La acción fue justificada sin vergüenza por el general de Carabineros Iván Bezmalinovic, para quien sería “difícil distinguir quiénes son los menores y los adultos en medio de un ataque armado en la oscuridad”. ¡Mayor razón aún para no disparar a diestra y siniestra si no se sabe a quién se le dispara y quien puede resultar herido en medio de la oscuridad! Por lo demás, no se sabe si realmente existió un ataque, puesto que estos supuestos ataques raramente son probados, por el contrario, en territorio mapuche abundan los montajes policiales para inculpar a mapuche de delitos que jamás cometieron.
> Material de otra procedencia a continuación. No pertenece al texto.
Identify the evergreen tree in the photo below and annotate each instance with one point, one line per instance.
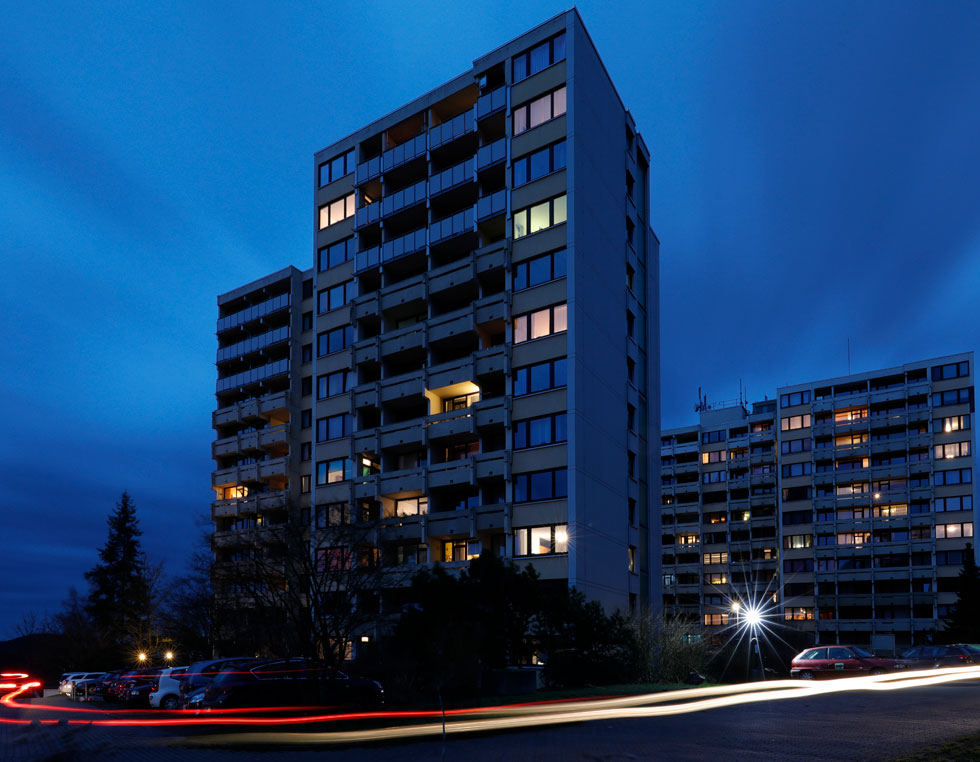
(119, 597)
(963, 624)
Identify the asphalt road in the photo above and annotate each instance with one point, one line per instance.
(841, 726)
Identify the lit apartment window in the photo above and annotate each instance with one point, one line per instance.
(332, 471)
(336, 254)
(539, 111)
(539, 541)
(541, 485)
(542, 162)
(792, 422)
(952, 450)
(539, 58)
(534, 272)
(335, 297)
(536, 432)
(951, 424)
(952, 531)
(540, 216)
(540, 323)
(412, 506)
(540, 377)
(332, 384)
(337, 167)
(336, 211)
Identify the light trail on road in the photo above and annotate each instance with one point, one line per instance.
(505, 717)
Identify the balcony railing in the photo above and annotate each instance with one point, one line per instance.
(452, 177)
(407, 151)
(254, 312)
(254, 344)
(447, 131)
(406, 197)
(253, 376)
(491, 102)
(456, 224)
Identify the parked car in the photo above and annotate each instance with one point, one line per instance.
(284, 682)
(165, 693)
(840, 661)
(201, 673)
(934, 657)
(72, 687)
(84, 687)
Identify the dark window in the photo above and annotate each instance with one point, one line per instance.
(534, 272)
(335, 340)
(332, 384)
(540, 485)
(539, 58)
(336, 254)
(336, 168)
(542, 162)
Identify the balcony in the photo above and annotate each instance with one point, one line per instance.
(254, 312)
(455, 176)
(452, 129)
(403, 199)
(278, 368)
(254, 344)
(491, 206)
(449, 227)
(454, 424)
(448, 474)
(495, 153)
(491, 102)
(400, 154)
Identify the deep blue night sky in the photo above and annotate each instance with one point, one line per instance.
(816, 176)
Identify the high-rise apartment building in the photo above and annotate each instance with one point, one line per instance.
(471, 364)
(843, 506)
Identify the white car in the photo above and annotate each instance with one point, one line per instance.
(165, 693)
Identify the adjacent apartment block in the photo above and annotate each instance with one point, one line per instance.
(471, 363)
(843, 506)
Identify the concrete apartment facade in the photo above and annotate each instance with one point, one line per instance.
(843, 507)
(471, 364)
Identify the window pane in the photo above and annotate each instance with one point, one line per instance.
(561, 318)
(520, 224)
(560, 205)
(540, 377)
(520, 120)
(520, 329)
(559, 96)
(540, 432)
(539, 218)
(540, 111)
(540, 323)
(540, 270)
(540, 164)
(541, 485)
(540, 540)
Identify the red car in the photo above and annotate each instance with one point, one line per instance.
(840, 661)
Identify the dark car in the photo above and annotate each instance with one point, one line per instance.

En suma, en el País mapuche hasta los niños se han convertido en objetivos militares, y es en este marco que se inscribe la insólita detención hace pocos días de nueve niños mapuche de la comunidad Liempi Colipi, cercana a Curacautin. Uno de estos niños tiene tan sólo 3 años de edad.

 

La comunidad intentaba recuperar el Fundo Santa Filomena, de 600 hectáreas, que los mapuche consideran usurpado por colonos. Y los descendientes de dichos colonos son apoyados por el ministro de agricultura, Luis Mayol, quien dice entender que los agricultores se armen para defenderse de posibles atentados. A los mapuche que recurren a la acción directa para defenderse de la policía y de agricultores, se les aplica la Ley anti-terrorista ¿Por qué no se aplica esta Ley al ministro Mayol o a Carabineros que asesinan mapuche? Después de todo, la ira mapuche tiene sus raíces en el despojo y la represión del Estado chileno, así como de los colonos. Es lo mismo que consignaba Guevara en el siglo XIX al comprender la furia mapuche, porque  “este encono profundo se orijinaba [sic] de las crueldades incalificables de que los civilizados venían haciendo víctimas a los indígenas desde el último alzamiento. El poblador inculto de los campos de la frontera, de ordinario a un nivel moral inferior al indio, era su encarnizado enemigo: le arrebataba sus animales, hería o mataba cuando podía…”

 Poco ha cambiado en esta centuria, por ello en un rincón de Valparaíso pensé, con la misma rabia mapuche, que había llegado el tiempo de los esfuerzos por hilvanar unas cuantas palabras que ni Pérez, ni Chadwick ni Chamorro leerán, y si lo hicieran, seguramente no les importarían. Pero quizás sirvan para que los mapuche sepan con cristalina certeza que no todos los chilenos somos iguales y que muchos nos emocionamos con el coraje de Nicolasa Quintreman que, tal vez iluminada a golpes de relámpagos azules, otea el horizonte mapuche adivinando visos de libertad.